Example of weak interpretation: A raven can fly unless it is sick, in which case it may or may not be able to fly well depending on how hardy it is.
Example of strong interpretation: A raven is black unless it is an albino. Equivalent sentence: A raven is black unless it is an albino in which case it is white (i.e. no black).
You will not pass this course unless you understand these examples.
Answer: You got it exactly right.
Answer: No. Both the existential and the universal quantifiers are relevant for this definition.
Another way to see the definition of substitutability is: a term tau can be safely substituted for a variable occurrence v in phi iff every variable in tau remains unbound after the substitution.
Q2:Consider the sentence psi:
p(f(g(y),a)) & Ax.q(y,x) & Ey.r(y) (with a object constant, and x,y, variables)
What are the free occurrences of y in psi and what are the bound occurrences (an occurrence of a variable is bound if it
is within the scope of a quantifier that binds it; and it is free otherwise).
Answer: The first two occurrences are free, the third is bound by Ey.
Notice: The term f(a,g(x))
is substitutable only in the first free occurrence of y. It is not substitutable in the second occurrence of y, because then
x in the term would become bound (i.e. x is bound in Ax.q(f(a,g(x)),x)).
And the third occurrence of y in psi is a bound occurrence and so by definition is never
substituted.
Notice: We can find another formula phi that is logically equivalent to psi (i.e. phi <=> psi is a logically
valid sentence) but in which the term can be substituted, by renaming the bound occurence of x to z:
phi = p(f(g(y),a)) & Az.q(y,z) & Ey.r(y). Notice that free occurrences of variables remain the same; it is only
bound variables that we rename (this is called "renaming of bound variables" or "alpha-renaming").
Now we can substitute the term for y in the new phi and get: p(f(g(f(a,g(x))),a)) & Az.q(f(a,g(x)),z) & Ey.r(y).
Notice that x in the term remains free after the substitution (whereas if we had used psi, x in the term would become bound).
Notice: In Ax.(p(x)&Ex.q(x)), the first occurrence of x is bound by Ax, while the second is bound by Ex. It's like local shadowing in programming languages. (See also comment in Lecture errata on slide 13 of lecture 5).
Object constant: 0 Relations: W(x): x is a whole number, i.e. 1, 2, 3, ... N(x): x is a natural number, i.e. 0, 1, 2, 3, ... Q(x): x is a rational number R(x): x is a real number x > y: x is greater than y
(a) "Every natural number greater than 0 is a whole number."
Ax.(N(x) & x>0 => W(x))
(b) "Some real numbers are rational numbers, but some aren't."

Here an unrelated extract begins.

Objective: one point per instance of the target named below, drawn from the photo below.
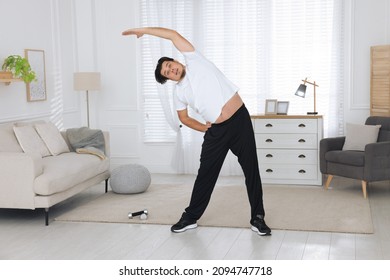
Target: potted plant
(19, 67)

Ex.(R(x) & Q(x)) & Ex.(R(x) & ~Q(x))
(c) "For every pair of natural numbers there is a rational number between them."
Ax.Ay.( N(x) & N(y) => Ez.(Q(z) & ((y > z & z > x) | (x > z & z > y) )))
Translating the english verbatim gives you what is above. If you translated the mathematical fact that for every pair of distinct natural numbers there is a rational number between them, you would conjoin (x>y | y>x) to the left hand side of the implication.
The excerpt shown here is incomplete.